Which speech to text service is the best? We recently conducted a comparison between the major speech-to-text (transcription) services available in the market. Below are our findings from the bake off.
Why did we do this?
1 – We found inconsistent reports online about which service is better. Each vendor claims to be better than everyone else. We wanted to find the truth.
2 – Parmonic relies on speech-to-text (among other things) so we’re continuously interested, and invested, in keeping up with which service is performing better. We currently use two major engines. Fortunately, our algorithms have a tolerance threshold so currently available services perform pretty well for what we do. The main use case where the quality of the transcription is extremely important is closed captioning on videos for social media (which is now a feature in Parmonic).

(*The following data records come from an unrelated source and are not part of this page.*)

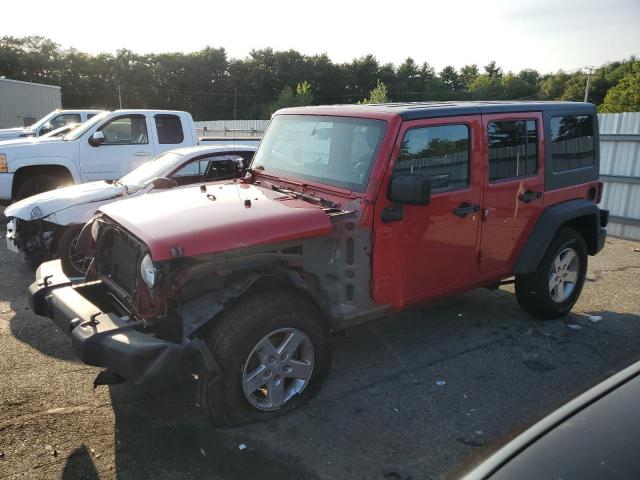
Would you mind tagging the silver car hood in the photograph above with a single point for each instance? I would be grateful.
(59, 199)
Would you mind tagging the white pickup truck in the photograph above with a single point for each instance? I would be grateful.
(51, 121)
(106, 147)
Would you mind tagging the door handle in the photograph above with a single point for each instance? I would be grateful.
(466, 208)
(529, 195)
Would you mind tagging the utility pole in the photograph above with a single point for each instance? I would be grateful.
(586, 88)
(235, 97)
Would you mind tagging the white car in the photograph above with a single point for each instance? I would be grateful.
(47, 225)
(47, 137)
(51, 121)
(105, 147)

3 – Many of our current/potential clients are curious about this. Most online comparisons use esoteric terms like WER so we wanted to give readers a flavor of the truth in easy to understand terms.
We picked a webinar recording and first got it transcribed by a human to arrive at what we call the ‘ground truth‘. Then we used various services to request automatic speech-to-text transcripts. This comparison is not statistically significant but we’re very confident this represents the current state of the market well. It’s easy to replicate so you can test on your own.
The speaker for this segment was a native speaker of American English. Audio quality in the video was very good. We wanted to minimize these two distractions (accent, audio quality).
Summary of findings
In our sample, the speaker introduces other presenters. None of the automatic speech-to-text engines got the speakers’ names correct. This particular example included speakers of European descent and even that was an issue. If you’re from Pandora and your name is Neytiri, it’s definitely going to confuse the automated engines.
Automated engines occasionally err in transcribing common words if they can’t “hear” well. Fortunately, this is minor.
Automated engines have a really hard time getting punctuation right. This was quite pronounced across all the services.
Uncommon/technical terms are a challenge for automatic engines. One service transcribed the word “webinar” as “web and R”.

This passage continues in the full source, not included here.